Simons Tür öffnete sich. Mit finsterem Blick sah er sie an. »Ich hasse dich.«

»Du hasst alles«, entgegnete Merle ihrem Mitbewohner lächelnd. »Die Welt, das Wetter, deinen Job, uns.«

»Nein, meistens seid ihr in Ordnung«, widersprach er. Seine Haare waren bereits frisiert, sein Hemd war gebügelt und auch die beige Chino zeigte keine Falte. Wie immer sah er mehr nach München aus als nach Berlin. Seine Fingernägel waren gepflegter als die seiner weiblichen Mitbewohner zusammen, und das, obwohl er Florist war. Sein Blick blieb finster. »Aber heute kann ich dich wirklich nicht leiden, Merle.«

»Jetzt komm frühstücken.«

Während Simon an ihr vorbeischlurfte und sich keine Mühe machte, der einen furchtbar quietschenden Diele des Holzbodens auszuweichen, klopfte Merle an die Zimmertüren ihrer restlichen Mitbewohner. »Aufstehen. WG-Frühstück.«

Simon sank auf seinen Stuhl am Fenster und seufzte schwer. Er sah nicht halb so verschlafen aus, wie er es gern gehabt hätte.

Merle drückte auf den Startknopf der Kaffeemaschine, der Duft von frisch gebrühtem Kaffee erfüllte die Küche. Sie hatten eine Padmaschine und eine alte Filterkaffeemaschine, aber Letztere benutzte nur einer von ihnen.
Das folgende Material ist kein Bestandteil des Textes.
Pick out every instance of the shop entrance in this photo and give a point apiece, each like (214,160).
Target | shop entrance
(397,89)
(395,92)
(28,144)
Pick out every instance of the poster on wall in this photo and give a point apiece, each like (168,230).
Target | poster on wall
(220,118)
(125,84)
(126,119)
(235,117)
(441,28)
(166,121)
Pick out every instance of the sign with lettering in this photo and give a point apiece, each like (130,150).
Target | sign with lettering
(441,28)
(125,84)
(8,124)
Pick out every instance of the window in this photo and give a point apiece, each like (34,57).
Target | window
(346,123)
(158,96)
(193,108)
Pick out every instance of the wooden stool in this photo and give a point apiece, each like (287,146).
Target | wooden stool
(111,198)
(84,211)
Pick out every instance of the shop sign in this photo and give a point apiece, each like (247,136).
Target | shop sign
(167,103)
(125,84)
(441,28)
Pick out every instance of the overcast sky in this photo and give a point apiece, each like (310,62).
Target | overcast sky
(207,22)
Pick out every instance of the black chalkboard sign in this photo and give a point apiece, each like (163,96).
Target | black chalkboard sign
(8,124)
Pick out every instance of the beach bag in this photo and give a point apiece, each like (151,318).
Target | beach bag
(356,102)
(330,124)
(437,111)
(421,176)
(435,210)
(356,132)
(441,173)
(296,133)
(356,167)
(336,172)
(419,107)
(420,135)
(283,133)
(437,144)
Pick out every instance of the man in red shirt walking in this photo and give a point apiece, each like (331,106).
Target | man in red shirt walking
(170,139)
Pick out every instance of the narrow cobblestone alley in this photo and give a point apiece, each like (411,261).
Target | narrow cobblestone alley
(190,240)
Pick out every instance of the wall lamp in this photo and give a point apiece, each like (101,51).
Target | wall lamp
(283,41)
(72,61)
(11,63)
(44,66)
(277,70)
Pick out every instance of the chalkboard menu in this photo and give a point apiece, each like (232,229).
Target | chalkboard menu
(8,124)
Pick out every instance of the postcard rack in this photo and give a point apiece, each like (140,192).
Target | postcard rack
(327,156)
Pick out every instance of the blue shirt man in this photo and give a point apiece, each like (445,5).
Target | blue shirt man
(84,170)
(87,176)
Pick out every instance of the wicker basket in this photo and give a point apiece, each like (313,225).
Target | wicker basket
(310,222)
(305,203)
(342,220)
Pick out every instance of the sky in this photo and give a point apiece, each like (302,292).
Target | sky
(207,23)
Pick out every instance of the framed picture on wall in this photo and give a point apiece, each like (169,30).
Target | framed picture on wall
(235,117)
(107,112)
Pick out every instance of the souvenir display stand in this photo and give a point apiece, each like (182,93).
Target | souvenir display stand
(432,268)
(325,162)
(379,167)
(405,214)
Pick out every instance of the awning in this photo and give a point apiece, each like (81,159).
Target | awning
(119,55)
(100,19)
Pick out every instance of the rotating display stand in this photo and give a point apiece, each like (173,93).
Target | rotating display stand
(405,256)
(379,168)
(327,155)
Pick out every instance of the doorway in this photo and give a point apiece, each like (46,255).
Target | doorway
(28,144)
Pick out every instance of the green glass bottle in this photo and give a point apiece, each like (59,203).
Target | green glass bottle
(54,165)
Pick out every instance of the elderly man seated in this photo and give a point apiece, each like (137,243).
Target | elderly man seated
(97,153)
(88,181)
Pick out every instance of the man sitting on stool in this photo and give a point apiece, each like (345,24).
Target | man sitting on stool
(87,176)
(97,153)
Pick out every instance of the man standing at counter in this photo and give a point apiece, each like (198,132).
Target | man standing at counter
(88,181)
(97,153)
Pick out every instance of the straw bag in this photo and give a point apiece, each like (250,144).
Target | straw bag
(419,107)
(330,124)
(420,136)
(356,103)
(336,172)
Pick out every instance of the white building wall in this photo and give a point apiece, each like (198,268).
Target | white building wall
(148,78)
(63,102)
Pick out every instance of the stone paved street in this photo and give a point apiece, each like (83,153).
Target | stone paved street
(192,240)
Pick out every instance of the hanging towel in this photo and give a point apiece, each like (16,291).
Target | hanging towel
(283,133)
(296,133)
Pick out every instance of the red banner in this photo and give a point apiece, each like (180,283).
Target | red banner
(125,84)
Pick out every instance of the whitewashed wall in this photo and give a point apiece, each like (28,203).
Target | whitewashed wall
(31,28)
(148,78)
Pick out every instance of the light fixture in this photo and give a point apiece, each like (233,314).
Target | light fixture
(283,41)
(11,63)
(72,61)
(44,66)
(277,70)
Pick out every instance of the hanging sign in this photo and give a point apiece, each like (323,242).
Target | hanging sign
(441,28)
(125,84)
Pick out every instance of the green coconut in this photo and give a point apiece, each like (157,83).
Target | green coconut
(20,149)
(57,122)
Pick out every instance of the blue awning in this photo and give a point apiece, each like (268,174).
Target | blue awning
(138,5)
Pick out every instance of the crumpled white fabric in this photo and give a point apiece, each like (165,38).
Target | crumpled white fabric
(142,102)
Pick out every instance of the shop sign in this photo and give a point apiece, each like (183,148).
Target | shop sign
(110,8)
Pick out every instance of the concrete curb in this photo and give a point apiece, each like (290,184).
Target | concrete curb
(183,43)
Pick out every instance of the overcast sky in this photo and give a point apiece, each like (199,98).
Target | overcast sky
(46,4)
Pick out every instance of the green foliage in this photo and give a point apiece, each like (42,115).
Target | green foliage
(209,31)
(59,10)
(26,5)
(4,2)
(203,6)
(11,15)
Aus dem Augenwinkel sah Merle, wie Simons Miene sich angesichts des Dufts aufhellte. Es war nur kurz, er merkte, dass sie ihn beobachtete, und ließ seine Mundwinkel wieder nach unten sinken. Sie stellte ihm die Tasse hin, er griff danach, aber sie ließ nicht los und sah ihn abwartend an.

»Vielen Dank«, brummte er.

Sie gab die Tasse frei. »Bitte, gern.«

»Ja, du machst alles gern. Immer gut gelaunt, immer wach …«

»Trink deinen Kaffee.«

»Ja, Mama.«

Sie grinste ihn an. »Trink ihn schweigend, wenn du nichts Nettes zu sagen hast.«

»Ich sag was Nettes, sobald die Welt auch nur ein einziges Mal nett zu mir war.«

Merle verdrehte die Augen, während sich draußen im Flur eine Tür öffnete. Dann fiel die Wohnungstür ins Schloss, das alte Treppenhaus knarzte unter Schritten, die man bis in die Wohnung hören konnte. Überhaupt konnte man in diesem alten Haus eigentlich alles hören.

Merle setzte sich und nahm eine Scheibe Toast, sie bestrich sie mit Frischkäse und sah auf die Uhr. In einer Viertelstunde musste sie los. Die Wohnungstür öffnete sich wieder, die laute Diele knarzte – und dann stand Dose in der Küche.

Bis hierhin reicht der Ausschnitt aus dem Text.